In Kantana usage, kambon (also rendered zumu in some district dialects) denotes the wooden crest mask as an object-category, distinct from the name of the society (Mangam) that operates it. The term covers the full zoomorphic range of Kantana masquerade: bush-cow (buffalo) crests are the most numerous and the most widely represented in international collections, but antelope-type crests — depicting waterbuck and reedbuck, with differently configured horn geometry — constitute a documented secondary sub-type within the same formal and ritual framework. Both sub-types share the horizontal mounting convention, the sacrificial patina programme and the raffia-and-dried-grass costume that conceals the performer's body during dance. The distinction between sub-types is iconographically significant within the community, where different animal spirits carry different agricultural and protective associations, but has been systematically under-documented in Western collection records, where both forms are frequently catalogued simply as 'buffalo crest' or 'bush-cow mask'.

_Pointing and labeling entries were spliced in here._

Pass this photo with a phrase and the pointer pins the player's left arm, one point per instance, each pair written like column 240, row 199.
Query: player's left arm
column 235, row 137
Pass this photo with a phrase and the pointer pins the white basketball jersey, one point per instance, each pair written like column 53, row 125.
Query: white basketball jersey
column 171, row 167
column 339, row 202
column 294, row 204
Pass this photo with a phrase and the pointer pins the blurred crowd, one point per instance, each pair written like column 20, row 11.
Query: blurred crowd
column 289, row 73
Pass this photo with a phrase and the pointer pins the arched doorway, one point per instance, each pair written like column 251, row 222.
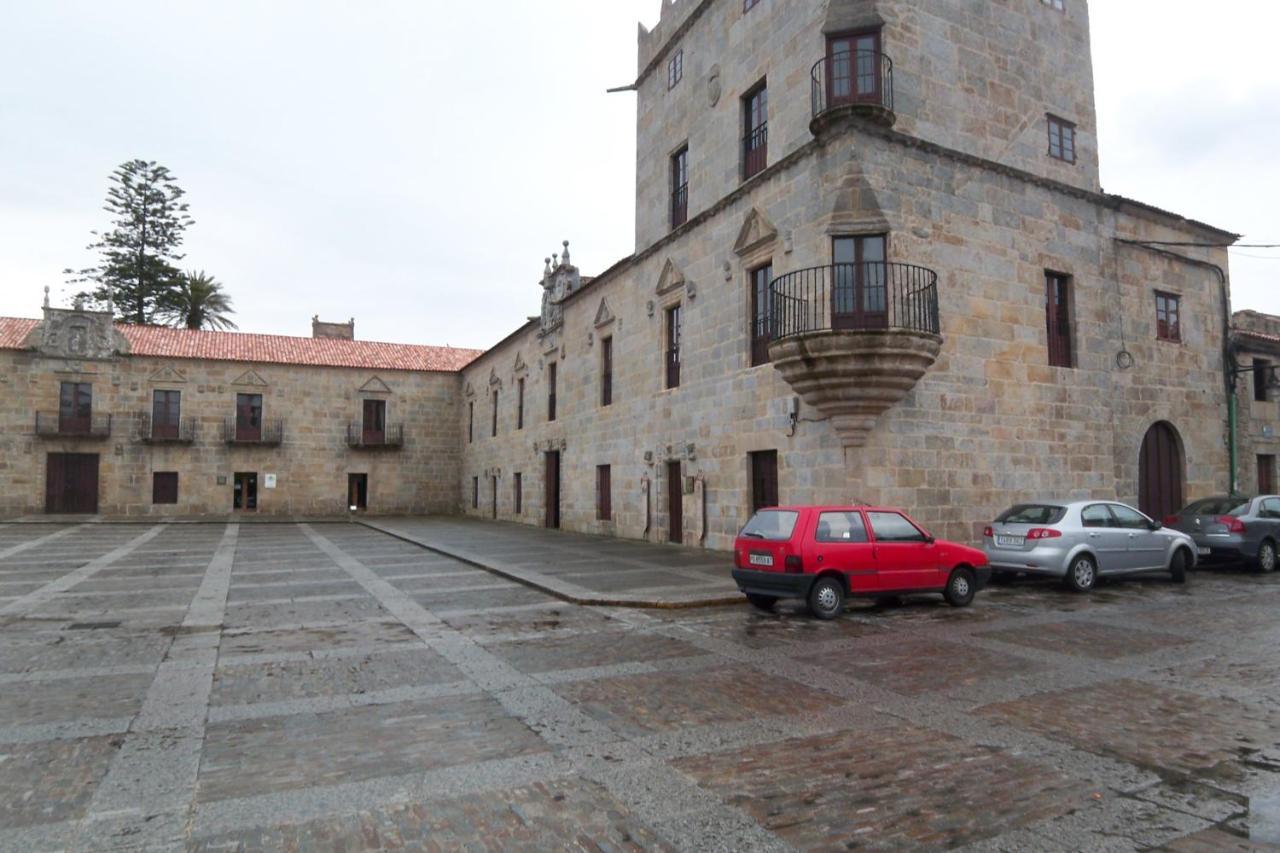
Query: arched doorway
column 1160, row 471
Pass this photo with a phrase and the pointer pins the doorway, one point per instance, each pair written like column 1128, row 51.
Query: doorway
column 71, row 483
column 357, row 492
column 675, row 503
column 553, row 489
column 245, row 492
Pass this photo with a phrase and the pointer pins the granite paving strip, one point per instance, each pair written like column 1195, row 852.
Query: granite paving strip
column 46, row 593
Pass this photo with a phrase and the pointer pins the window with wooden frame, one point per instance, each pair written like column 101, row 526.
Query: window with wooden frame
column 1169, row 316
column 755, row 131
column 762, row 318
column 1061, row 138
column 603, row 493
column 607, row 370
column 680, row 187
column 1057, row 319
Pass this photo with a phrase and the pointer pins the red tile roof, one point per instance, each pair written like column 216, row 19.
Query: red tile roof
column 163, row 342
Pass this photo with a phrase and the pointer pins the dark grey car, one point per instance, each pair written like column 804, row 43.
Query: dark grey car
column 1233, row 529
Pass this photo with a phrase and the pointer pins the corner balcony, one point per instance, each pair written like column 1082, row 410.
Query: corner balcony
column 853, row 83
column 391, row 437
column 51, row 424
column 853, row 340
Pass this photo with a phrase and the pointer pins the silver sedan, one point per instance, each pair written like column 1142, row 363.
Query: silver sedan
column 1082, row 541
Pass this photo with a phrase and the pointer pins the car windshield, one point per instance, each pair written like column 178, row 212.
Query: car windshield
column 1219, row 506
column 1032, row 514
column 775, row 525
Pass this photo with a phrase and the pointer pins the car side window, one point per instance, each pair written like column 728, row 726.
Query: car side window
column 841, row 527
column 1129, row 519
column 891, row 527
column 1096, row 516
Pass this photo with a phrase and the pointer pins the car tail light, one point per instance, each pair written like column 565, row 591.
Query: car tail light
column 1233, row 525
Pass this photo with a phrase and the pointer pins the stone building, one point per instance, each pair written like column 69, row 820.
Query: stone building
column 873, row 263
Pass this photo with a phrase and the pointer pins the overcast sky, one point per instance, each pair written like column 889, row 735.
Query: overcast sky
column 410, row 163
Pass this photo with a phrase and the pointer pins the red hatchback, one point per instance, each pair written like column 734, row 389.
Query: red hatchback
column 826, row 553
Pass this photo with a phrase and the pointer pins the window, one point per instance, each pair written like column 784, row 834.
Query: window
column 673, row 333
column 1057, row 319
column 764, row 479
column 551, row 391
column 76, row 407
column 603, row 493
column 1261, row 379
column 1061, row 140
column 680, row 187
column 755, row 131
column 841, row 527
column 607, row 372
column 165, row 413
column 1266, row 475
column 760, row 314
column 1169, row 316
column 891, row 527
column 164, row 487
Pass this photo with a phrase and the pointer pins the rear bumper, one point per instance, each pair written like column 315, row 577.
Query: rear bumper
column 773, row 583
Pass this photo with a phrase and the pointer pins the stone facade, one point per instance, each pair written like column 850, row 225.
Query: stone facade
column 961, row 185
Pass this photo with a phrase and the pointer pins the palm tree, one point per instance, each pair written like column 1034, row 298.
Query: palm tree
column 199, row 302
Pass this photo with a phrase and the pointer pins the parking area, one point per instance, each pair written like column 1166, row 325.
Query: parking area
column 224, row 687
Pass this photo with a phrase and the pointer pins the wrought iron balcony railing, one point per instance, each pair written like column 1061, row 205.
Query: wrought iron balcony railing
column 268, row 433
column 51, row 424
column 151, row 432
column 859, row 81
column 392, row 437
column 854, row 297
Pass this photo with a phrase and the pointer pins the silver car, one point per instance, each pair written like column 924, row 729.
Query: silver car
column 1233, row 529
column 1082, row 541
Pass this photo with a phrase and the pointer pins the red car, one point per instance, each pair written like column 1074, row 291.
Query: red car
column 826, row 553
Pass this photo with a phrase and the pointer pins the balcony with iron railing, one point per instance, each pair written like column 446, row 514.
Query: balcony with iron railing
column 268, row 433
column 152, row 432
column 853, row 83
column 391, row 437
column 51, row 424
column 853, row 340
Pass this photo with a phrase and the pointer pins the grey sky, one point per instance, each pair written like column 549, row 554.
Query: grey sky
column 411, row 163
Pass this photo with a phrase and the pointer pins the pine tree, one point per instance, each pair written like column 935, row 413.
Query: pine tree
column 137, row 272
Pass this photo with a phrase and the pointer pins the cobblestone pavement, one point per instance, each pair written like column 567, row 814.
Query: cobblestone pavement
column 310, row 687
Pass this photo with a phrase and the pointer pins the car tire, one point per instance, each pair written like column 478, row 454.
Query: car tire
column 961, row 587
column 1082, row 575
column 1267, row 556
column 827, row 598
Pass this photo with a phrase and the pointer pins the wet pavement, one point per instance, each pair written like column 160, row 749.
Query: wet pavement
column 330, row 687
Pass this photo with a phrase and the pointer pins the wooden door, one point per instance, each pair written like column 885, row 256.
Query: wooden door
column 552, row 489
column 675, row 503
column 71, row 483
column 1160, row 471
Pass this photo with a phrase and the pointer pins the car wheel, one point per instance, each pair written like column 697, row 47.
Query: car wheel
column 961, row 588
column 827, row 598
column 1267, row 556
column 1082, row 574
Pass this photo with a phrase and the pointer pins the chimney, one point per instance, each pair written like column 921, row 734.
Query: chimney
column 339, row 331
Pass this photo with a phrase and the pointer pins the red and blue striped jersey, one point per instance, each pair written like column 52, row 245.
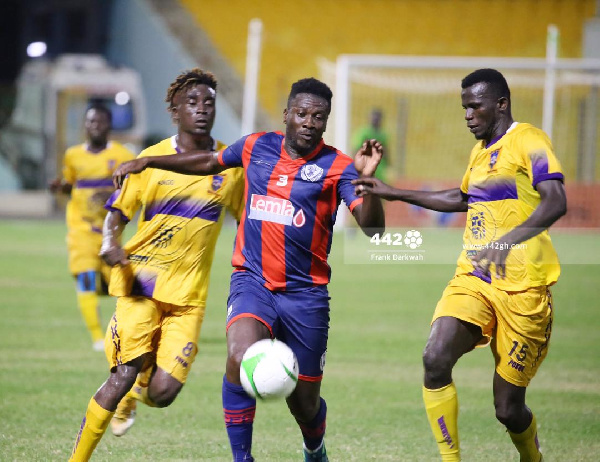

The activation ceremony that converts a freshly carved kambon from a profane wooden object into a ritually potent entity involves libation at the village shrine or bush sanctuary: millet beer brewed specifically for the purpose, palm oil and red camwood powder are applied while specialist ritual prayers bind the spirit of the represented animal to the wood. This activation — and the complementary deactivation when diviners determine the object is spiritually exhausted — means that the kambon is understood not as a permanent sacred vessel but as a temporary dwelling for a spirit force. The practical consequence for the collector is that the patina is not merely aesthetic evidence of age but is, in the original community's understanding, the accumulated material record of the spirit's residence in the object.